Dime
Dime que soy la mejor; repíteme otra vez todos los superlativos. Dime que soy la que más te inspira en la noche y más te distrae en el día. Dime que soy la más discreta, la que mejor se traga tu argumento. Dime que soy la que más te alivia la herida; la que mejor te entiende, la que nunca se enfada.
Dime que soy la que mejor maneja tus silencios; la que mejor calla mientras te otorga derechos sobre su cuerpo. Dime que soy la que más quieta se queda, la que casi ni respira, la que aprende a sobrevivir con lo básico; la que más espera, la que menos molesta, la que más aguanta; la incondicional.

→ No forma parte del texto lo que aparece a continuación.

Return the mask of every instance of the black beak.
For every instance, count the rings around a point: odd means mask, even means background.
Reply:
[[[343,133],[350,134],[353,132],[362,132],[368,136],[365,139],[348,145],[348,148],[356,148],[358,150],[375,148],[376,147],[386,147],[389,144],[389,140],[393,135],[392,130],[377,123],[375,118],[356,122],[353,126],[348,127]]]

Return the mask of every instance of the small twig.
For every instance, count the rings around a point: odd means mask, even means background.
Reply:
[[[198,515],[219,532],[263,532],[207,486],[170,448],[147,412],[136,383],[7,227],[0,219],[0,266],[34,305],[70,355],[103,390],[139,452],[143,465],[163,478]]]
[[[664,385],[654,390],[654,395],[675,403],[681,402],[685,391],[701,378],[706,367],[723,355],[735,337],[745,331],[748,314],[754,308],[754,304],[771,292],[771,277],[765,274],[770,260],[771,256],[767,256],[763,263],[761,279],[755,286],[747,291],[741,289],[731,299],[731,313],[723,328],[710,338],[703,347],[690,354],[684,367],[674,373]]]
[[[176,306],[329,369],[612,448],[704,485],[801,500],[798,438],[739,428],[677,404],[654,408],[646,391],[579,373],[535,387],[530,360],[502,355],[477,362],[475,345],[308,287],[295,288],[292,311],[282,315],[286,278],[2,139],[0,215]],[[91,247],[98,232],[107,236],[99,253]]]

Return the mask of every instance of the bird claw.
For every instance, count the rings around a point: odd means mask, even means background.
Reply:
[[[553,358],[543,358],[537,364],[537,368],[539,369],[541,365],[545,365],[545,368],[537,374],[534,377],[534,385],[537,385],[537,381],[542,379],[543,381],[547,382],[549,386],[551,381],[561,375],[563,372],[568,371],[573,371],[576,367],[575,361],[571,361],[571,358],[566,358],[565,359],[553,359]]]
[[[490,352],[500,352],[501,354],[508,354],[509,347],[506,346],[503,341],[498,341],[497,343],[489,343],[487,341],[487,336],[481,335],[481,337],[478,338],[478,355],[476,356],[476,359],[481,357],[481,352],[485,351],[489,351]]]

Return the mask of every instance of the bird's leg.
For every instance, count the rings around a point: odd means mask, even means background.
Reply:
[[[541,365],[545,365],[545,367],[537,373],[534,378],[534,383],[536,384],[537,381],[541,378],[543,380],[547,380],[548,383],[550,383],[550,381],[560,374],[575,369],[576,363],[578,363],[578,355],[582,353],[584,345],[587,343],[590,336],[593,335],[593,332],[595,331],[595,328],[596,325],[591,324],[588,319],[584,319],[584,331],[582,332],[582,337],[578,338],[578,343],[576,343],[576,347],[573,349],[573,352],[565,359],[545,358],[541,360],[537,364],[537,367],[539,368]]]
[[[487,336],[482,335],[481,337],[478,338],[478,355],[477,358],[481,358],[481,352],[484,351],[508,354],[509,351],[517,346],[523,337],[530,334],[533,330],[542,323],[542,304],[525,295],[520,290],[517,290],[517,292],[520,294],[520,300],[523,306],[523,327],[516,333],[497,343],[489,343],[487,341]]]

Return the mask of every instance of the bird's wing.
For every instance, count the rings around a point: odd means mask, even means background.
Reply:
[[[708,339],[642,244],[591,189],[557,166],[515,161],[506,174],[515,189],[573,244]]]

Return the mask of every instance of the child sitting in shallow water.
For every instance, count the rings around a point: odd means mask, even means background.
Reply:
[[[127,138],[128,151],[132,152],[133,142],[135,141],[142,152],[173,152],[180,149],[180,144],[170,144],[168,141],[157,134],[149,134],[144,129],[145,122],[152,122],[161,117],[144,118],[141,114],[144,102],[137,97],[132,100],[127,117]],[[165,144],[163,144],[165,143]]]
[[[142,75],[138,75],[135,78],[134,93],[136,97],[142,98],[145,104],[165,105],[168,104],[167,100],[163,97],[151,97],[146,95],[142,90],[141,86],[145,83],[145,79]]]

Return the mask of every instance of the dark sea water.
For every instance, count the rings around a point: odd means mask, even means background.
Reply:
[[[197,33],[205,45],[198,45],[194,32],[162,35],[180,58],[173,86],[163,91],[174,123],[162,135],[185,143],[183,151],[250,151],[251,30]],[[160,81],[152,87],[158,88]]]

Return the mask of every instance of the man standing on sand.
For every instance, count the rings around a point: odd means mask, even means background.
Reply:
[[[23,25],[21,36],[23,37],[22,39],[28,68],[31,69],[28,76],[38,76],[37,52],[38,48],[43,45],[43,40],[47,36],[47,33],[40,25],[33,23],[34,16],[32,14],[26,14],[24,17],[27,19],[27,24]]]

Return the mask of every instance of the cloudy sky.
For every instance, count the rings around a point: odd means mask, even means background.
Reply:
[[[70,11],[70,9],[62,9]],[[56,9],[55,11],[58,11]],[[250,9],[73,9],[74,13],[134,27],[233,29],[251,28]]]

Dime que soy la que menos necesita, la que no quiere nada, la que no pide nada. Dime que soy la que mejor finge que disfruta al subirse en la montaña rusa; la que más te quiere mientras cree que te ama.
Déjame
Déjame delegar en ti mi salvación, mi definición con nombre y apellidos. Déjame construir en ti un pequeño nido, un refugio, un rincón discreto donde apoyarme. Déjame convertirte en mi escudo para protegerme al salir al mundo.
Déjame hacerte cargo de mis límites y mis varas de medir. Déjame distraerme contigo mientras te regalo mi brillo, y me olvido de mis herramientas y mis deseos. Déjame usarte como diccionario, biblia y ley. Déjame convencerte de que me necesitas; déjame salvarte.

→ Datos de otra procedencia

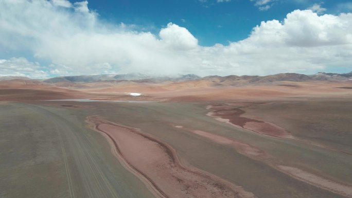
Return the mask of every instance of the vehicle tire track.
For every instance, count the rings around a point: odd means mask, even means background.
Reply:
[[[67,158],[66,155],[66,151],[65,150],[65,147],[64,146],[63,141],[62,141],[62,137],[61,134],[59,130],[58,124],[56,122],[54,122],[56,132],[59,136],[60,139],[60,142],[61,146],[61,150],[62,151],[62,157],[64,159],[64,163],[65,164],[65,170],[66,170],[66,176],[67,179],[67,184],[68,185],[68,191],[69,192],[69,196],[71,198],[75,198],[75,191],[74,191],[73,185],[72,184],[72,179],[71,179],[71,175],[69,171],[69,167],[67,163]]]

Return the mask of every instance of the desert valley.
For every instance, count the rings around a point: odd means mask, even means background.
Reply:
[[[351,78],[2,77],[0,196],[352,197]]]

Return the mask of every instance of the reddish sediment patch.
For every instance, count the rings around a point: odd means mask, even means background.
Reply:
[[[184,166],[171,147],[137,129],[97,117],[86,121],[104,135],[119,160],[158,197],[255,197],[216,176]]]
[[[296,167],[278,164],[275,163],[275,159],[263,151],[237,140],[202,131],[189,131],[216,143],[232,146],[240,153],[254,159],[262,160],[278,171],[297,179],[337,194],[352,197],[352,186],[350,184],[333,181]]]
[[[256,133],[283,138],[293,138],[290,133],[272,123],[242,117],[245,112],[238,107],[209,105],[207,109],[212,110],[207,115],[215,117],[219,121],[227,122]]]
[[[248,143],[203,131],[190,131],[195,134],[206,138],[216,143],[232,146],[240,153],[251,158],[262,159],[267,157],[263,151]]]

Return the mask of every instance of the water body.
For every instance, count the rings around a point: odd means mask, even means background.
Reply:
[[[90,99],[67,99],[60,100],[48,100],[49,101],[76,101],[76,102],[131,102],[131,103],[151,103],[157,102],[149,100],[92,100]]]

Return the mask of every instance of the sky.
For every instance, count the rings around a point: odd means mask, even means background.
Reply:
[[[0,1],[0,76],[319,71],[352,71],[350,1]]]

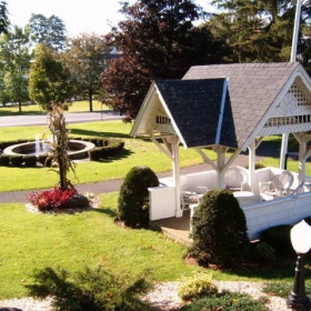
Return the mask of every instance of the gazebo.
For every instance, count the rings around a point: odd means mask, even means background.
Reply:
[[[260,194],[259,182],[267,181],[277,170],[254,168],[255,149],[262,139],[293,133],[299,143],[299,173],[294,180],[298,187],[308,180],[305,160],[311,154],[311,150],[307,150],[310,131],[311,79],[298,62],[195,66],[182,80],[154,81],[130,133],[148,136],[172,160],[170,182],[150,189],[151,220],[182,215],[180,198],[184,178],[179,172],[180,143],[185,149],[194,149],[213,168],[204,177],[195,177],[194,183],[198,185],[199,179],[209,190],[225,188],[225,172],[240,152],[249,149],[248,185],[250,192]],[[204,148],[217,152],[215,163]],[[229,149],[234,152],[225,158]],[[301,198],[311,195],[304,192]],[[297,194],[245,207],[248,225],[252,227],[250,234],[255,237],[264,228],[310,215],[310,198],[302,202]],[[283,217],[289,200],[288,205],[298,205]],[[250,214],[260,214],[265,220],[259,221]],[[274,221],[267,219],[267,214],[273,214]]]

Me alejo, me alejo de mi piel para esquivar el dolor; vuelo a la tierra de las teorías infinitas para entender mi censura, mi quietud, mi obsesión. Ideas dispersas y dispares inundan mi cabeza, que termina rindiéndose ante un cuerpo doliente. En las entrañas, se amontonan las palabras que respiran, marcan líneas en la arena, alzan la voz y escriben su versión de la historia. Párrafos que flotan entre la sangre tragada por las frases que arañan y que se acumula en el vientre siglo tras siglo.

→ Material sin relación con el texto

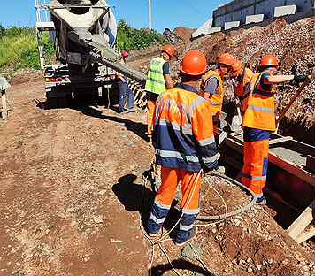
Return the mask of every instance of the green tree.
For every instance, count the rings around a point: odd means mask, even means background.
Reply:
[[[131,50],[146,48],[154,43],[163,43],[164,37],[157,31],[135,29],[131,27],[124,19],[118,25],[117,49]]]

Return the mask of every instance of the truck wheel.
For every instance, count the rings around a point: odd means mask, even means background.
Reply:
[[[68,97],[47,98],[46,106],[48,109],[69,107],[71,99]]]

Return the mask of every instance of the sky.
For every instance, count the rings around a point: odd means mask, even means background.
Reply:
[[[42,0],[43,1],[43,0]],[[46,0],[49,3],[50,0]],[[228,0],[152,0],[153,28],[163,32],[178,26],[199,27],[211,17],[212,11]],[[35,26],[35,0],[0,0],[0,24]],[[124,19],[133,27],[148,27],[148,0],[108,0],[118,19]]]

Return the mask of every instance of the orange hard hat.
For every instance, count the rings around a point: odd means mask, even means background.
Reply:
[[[172,45],[165,45],[163,46],[162,48],[162,52],[165,52],[168,54],[171,58],[175,56],[175,48],[173,48]]]
[[[224,53],[218,58],[218,63],[221,65],[226,65],[228,66],[233,66],[234,64],[235,59],[233,58],[232,55],[228,53]]]
[[[204,73],[207,67],[205,56],[199,50],[188,51],[182,59],[180,71],[192,76]]]
[[[232,71],[234,73],[242,72],[244,65],[241,60],[235,59],[234,65],[232,65]]]
[[[261,58],[259,67],[278,67],[279,61],[275,56],[268,55]]]
[[[129,54],[127,50],[121,52],[121,58],[128,58]]]

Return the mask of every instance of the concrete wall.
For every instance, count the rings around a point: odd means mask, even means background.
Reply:
[[[259,13],[269,19],[273,18],[275,7],[290,4],[296,5],[296,12],[304,12],[314,7],[314,0],[234,0],[213,11],[213,27],[230,21],[245,24],[246,16]]]

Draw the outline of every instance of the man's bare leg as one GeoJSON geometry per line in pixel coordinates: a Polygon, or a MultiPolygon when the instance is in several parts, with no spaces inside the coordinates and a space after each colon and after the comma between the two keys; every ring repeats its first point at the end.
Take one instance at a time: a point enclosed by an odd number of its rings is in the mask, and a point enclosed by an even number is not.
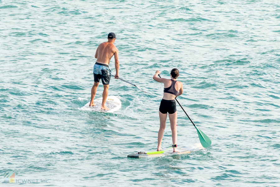
{"type": "Polygon", "coordinates": [[[109,85],[103,85],[103,86],[104,87],[104,91],[103,91],[103,94],[102,94],[102,96],[103,97],[103,98],[102,100],[102,105],[101,105],[101,109],[103,110],[108,110],[110,109],[105,106],[105,103],[106,102],[107,96],[108,96],[108,92],[109,91],[109,85]]]}
{"type": "Polygon", "coordinates": [[[96,91],[97,91],[97,87],[99,84],[99,82],[94,82],[92,87],[91,88],[91,102],[90,103],[90,106],[95,106],[95,104],[93,103],[93,100],[94,100],[94,97],[96,94],[96,91]]]}

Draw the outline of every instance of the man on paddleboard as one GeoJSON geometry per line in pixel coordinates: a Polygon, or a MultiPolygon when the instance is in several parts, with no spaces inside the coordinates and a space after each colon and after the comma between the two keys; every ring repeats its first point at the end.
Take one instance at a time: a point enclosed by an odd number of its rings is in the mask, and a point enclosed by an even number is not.
{"type": "Polygon", "coordinates": [[[110,32],[108,35],[108,41],[101,43],[96,50],[95,58],[97,58],[97,60],[93,68],[94,84],[91,88],[91,98],[89,105],[90,106],[95,105],[93,103],[93,100],[101,79],[104,87],[104,91],[102,94],[103,99],[101,109],[107,110],[110,110],[105,106],[105,102],[108,95],[109,83],[111,72],[109,69],[109,63],[113,55],[115,58],[115,67],[116,68],[115,78],[117,79],[117,77],[119,77],[119,50],[114,45],[116,38],[116,35],[113,32],[110,32]]]}

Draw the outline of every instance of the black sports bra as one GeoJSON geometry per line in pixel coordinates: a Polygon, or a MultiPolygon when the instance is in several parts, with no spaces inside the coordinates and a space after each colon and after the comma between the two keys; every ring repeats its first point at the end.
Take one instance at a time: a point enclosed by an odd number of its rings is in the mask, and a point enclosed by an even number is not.
{"type": "Polygon", "coordinates": [[[168,93],[173,94],[175,96],[177,96],[177,94],[178,93],[178,91],[175,89],[175,84],[177,81],[174,81],[172,79],[171,80],[171,85],[168,88],[166,88],[163,89],[163,93],[168,93]]]}

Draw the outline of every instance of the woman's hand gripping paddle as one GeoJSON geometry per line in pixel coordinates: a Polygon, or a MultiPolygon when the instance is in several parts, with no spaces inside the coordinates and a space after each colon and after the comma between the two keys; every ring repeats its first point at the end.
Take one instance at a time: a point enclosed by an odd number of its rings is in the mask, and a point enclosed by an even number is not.
{"type": "MultiPolygon", "coordinates": [[[[161,78],[161,76],[159,75],[158,75],[158,76],[160,77],[160,78],[161,78]]],[[[206,136],[205,134],[203,133],[202,131],[200,130],[194,124],[194,122],[193,121],[192,119],[190,119],[190,118],[189,117],[189,115],[187,114],[186,111],[184,110],[183,106],[182,106],[182,105],[181,105],[181,104],[180,104],[180,103],[179,103],[179,101],[178,101],[178,100],[177,100],[177,98],[175,98],[175,100],[176,100],[176,101],[177,101],[177,102],[179,104],[179,105],[180,105],[180,106],[181,108],[182,108],[182,109],[183,109],[183,110],[185,114],[186,114],[187,116],[188,116],[188,117],[189,118],[189,119],[190,120],[190,121],[194,125],[194,126],[195,127],[195,129],[196,129],[196,131],[197,131],[197,133],[198,134],[198,138],[199,138],[199,140],[200,141],[200,143],[201,143],[201,145],[202,145],[202,146],[204,148],[207,148],[210,146],[212,143],[210,139],[208,138],[208,137],[206,136]]]]}

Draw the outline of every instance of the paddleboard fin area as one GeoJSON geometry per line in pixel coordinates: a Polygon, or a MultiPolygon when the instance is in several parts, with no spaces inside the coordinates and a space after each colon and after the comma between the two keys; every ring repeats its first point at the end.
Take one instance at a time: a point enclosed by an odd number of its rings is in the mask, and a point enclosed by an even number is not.
{"type": "Polygon", "coordinates": [[[127,157],[129,158],[141,158],[148,157],[156,157],[174,155],[182,155],[189,154],[204,149],[205,148],[202,146],[201,144],[200,143],[198,143],[186,146],[178,146],[177,149],[179,151],[178,152],[173,152],[173,151],[172,150],[163,151],[164,152],[162,153],[159,153],[159,152],[162,152],[160,151],[149,152],[140,152],[135,154],[128,155],[127,156],[127,157]]]}

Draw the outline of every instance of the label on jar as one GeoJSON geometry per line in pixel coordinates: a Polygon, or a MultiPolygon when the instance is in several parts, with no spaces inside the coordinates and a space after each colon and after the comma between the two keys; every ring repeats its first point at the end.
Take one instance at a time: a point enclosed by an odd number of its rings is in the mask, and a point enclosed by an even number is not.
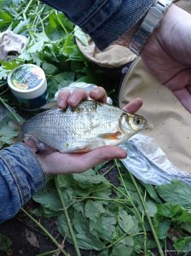
{"type": "Polygon", "coordinates": [[[11,75],[12,84],[20,90],[31,90],[38,86],[43,79],[41,68],[33,65],[24,65],[18,67],[11,75]]]}

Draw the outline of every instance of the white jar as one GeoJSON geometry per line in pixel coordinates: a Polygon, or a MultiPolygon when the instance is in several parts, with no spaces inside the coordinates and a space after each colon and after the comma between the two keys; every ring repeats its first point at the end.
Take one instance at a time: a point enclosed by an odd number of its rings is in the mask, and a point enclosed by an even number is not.
{"type": "Polygon", "coordinates": [[[8,84],[20,108],[37,110],[47,102],[48,90],[44,72],[34,64],[24,64],[8,76],[8,84]]]}

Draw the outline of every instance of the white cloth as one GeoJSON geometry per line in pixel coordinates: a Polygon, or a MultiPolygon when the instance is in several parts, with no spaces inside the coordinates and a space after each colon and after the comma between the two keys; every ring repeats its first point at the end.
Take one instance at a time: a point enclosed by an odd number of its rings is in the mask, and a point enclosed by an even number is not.
{"type": "Polygon", "coordinates": [[[0,61],[7,61],[21,54],[27,45],[27,38],[7,30],[0,33],[0,61]]]}

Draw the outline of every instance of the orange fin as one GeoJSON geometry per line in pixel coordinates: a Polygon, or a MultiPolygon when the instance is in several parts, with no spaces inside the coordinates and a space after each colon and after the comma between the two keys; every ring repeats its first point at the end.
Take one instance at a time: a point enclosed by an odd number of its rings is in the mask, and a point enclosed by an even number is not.
{"type": "Polygon", "coordinates": [[[121,137],[121,131],[118,131],[114,133],[103,133],[98,137],[107,140],[119,140],[121,137]]]}

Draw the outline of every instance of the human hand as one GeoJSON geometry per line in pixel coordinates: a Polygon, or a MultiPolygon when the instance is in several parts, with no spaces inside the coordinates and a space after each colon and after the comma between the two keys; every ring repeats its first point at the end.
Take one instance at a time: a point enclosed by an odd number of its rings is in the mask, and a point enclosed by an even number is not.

Una piedra negra de fuego entra entre mis piernas y purga el silencio, la identidad difuminada, el lloriqueo constante que nunca se atrevía a retirarse de mesas en las que ya no servían nada. Al fin, un escalofrío me empuja a soltarme de los imperativos. En el vacío, miro alrededor y sólo quiero acercarme a los reflexivos. Acompañada por manos amables, busco lugares con tiempo para conjugar en primera persona nuevos verbos de amor. Todavía sin admitir esta mirada medio dormida, esta piel con costuras de oro, pruebo nuevos ritmos para transitar la lista de tareas a mi nombre. Aparecen los primeros cimientos, discretos pilares que dan paso a las paredes, al aroma a hogar. Un día, incluso me atrevo a poner una puerta, una puerta con timbre. Creo que estoy volviendo a casa. Espera, están llamando. ¿Me deseas suerte? Es la era del indicativo.